At the base of the Dogger Formation at Blea Wyke, there is a hiatus that elsewhere in the Cleveland Basin is even more pronounced; in most areas, the Dogger Formation rests on the Alum Shale Member of the Whitby Mudstone Formation, a much lower level of the Lias Group. According to Knox (1984), although the Dogger Formation at Blea Wyke appears superficially to be a continuation of the Late Toarcian upward-coarsening cycle developed in the underlying beds of the Blea Wyke Sandstone Formation, the sharp changes in average and modal grain-size at the base of the Dogger Formation, together with the regional evidence, argue for a significant break in sedimentation; the incoming of grains of coarse sand- and granule-grade at the base of the Dogger Formation may even indicate emergence of new source areas. The phosphatic pebbles in the basal bed of the Dogger Formation (Terebratula Bed) are derived from the underlying Lias Group; the fine-grained types from the Alum Shale and Peak Mudstone members of the Whitby Mudstone Formation, the silty/sandy and oolitic types from the Fox Cliff Siltstone Member of the Whitby Mudstone and the Blea Wyke Sandstone Formation (Knox et al., 1991). The abundant spherulitic siderite in the top metre or so of the Dogger Formation is presumed to have developed through the downward percolation of meteoric water during deposition of the over lying non-marine sediments (Ravenscar Group, Saltwick Formation). Detailed petrographical descriptions of the lithologies of the Dogger Formation have been undertaken by Rastall and Hemingway (1940b), although they appear to have considered only the exposures west and north of the Peak Fault (Rastall and Hemingway, 1940a). This fault bounds the western margin of a narrow graben (the Peak Trough) in which syndepositional movements allowed greater thicknesses of sediment to accumulate (Milsom and Rawson, 1989). Consequently, the Dogger Formation at Blea Wyke Point is relatively thick.

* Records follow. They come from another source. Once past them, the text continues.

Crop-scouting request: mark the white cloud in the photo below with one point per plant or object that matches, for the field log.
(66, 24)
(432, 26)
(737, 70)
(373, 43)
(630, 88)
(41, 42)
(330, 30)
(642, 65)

The ammonite fauna from the top beds of the underlying Lias Group (Blea Wyke Sandstone Formation, Yellow Sandstone Member) indicates that they belong to the Upper Toarcian, Levesquei Zone, Moorei Subzone (Dean, 1954; Howarth, 1980). These beds are believed to have been deposited in shallow, sublittoral marine environments, above the wave base (Knox, 1984). According to Rastall and Hemingway (1940b) and Hemingway (1974), the succeeding Dogger Formation, with its basal hiatus, was deposited in fairly open sea of not more than 20 m depth with a well-oxygenated floor. The low-angle stratification seen in the top few metres of the formation is suggestive of shoreface facies (Knox et al., 1991). The formation is of Aalenian age; rare ammonites (Leioceras) recorded from Ravenscar, adjacent to the GCR site, indicate the Opalinum Zone, and others (Ludwigia), from a little farther afield, indicate the Murchisonae Zone (Black, 1934; Parsons, 1980a). The basal hiatus at Blea Wyke thus represents one ammonite subzone (Parsons, 1980a). Age-indicative dinoflagellate cyst assemblages have been recovered from the Blea Wyke Sandstone and Dogger formations adjacent to the GCR site (Riding, 1984).

Conclusions

Blea Wyke is the single most important exposure of basal Middle Jurassic (Aalenian) sediments and their boundary with the underlying Lower Jurassic (Toarcian) strata, in the Cleveland Basin. The basal Middle Jurassic Dogger Formation, overlying the Lias Group, is particularly well-developed and accessible. Sited in the fault-bounded Peak Trough, it is the thickest coastal development of the formation. The basal Terebratula Bed is particularly well-developed and the most fossiliferous part of the formation, the Nerinea Bed, occurs only here.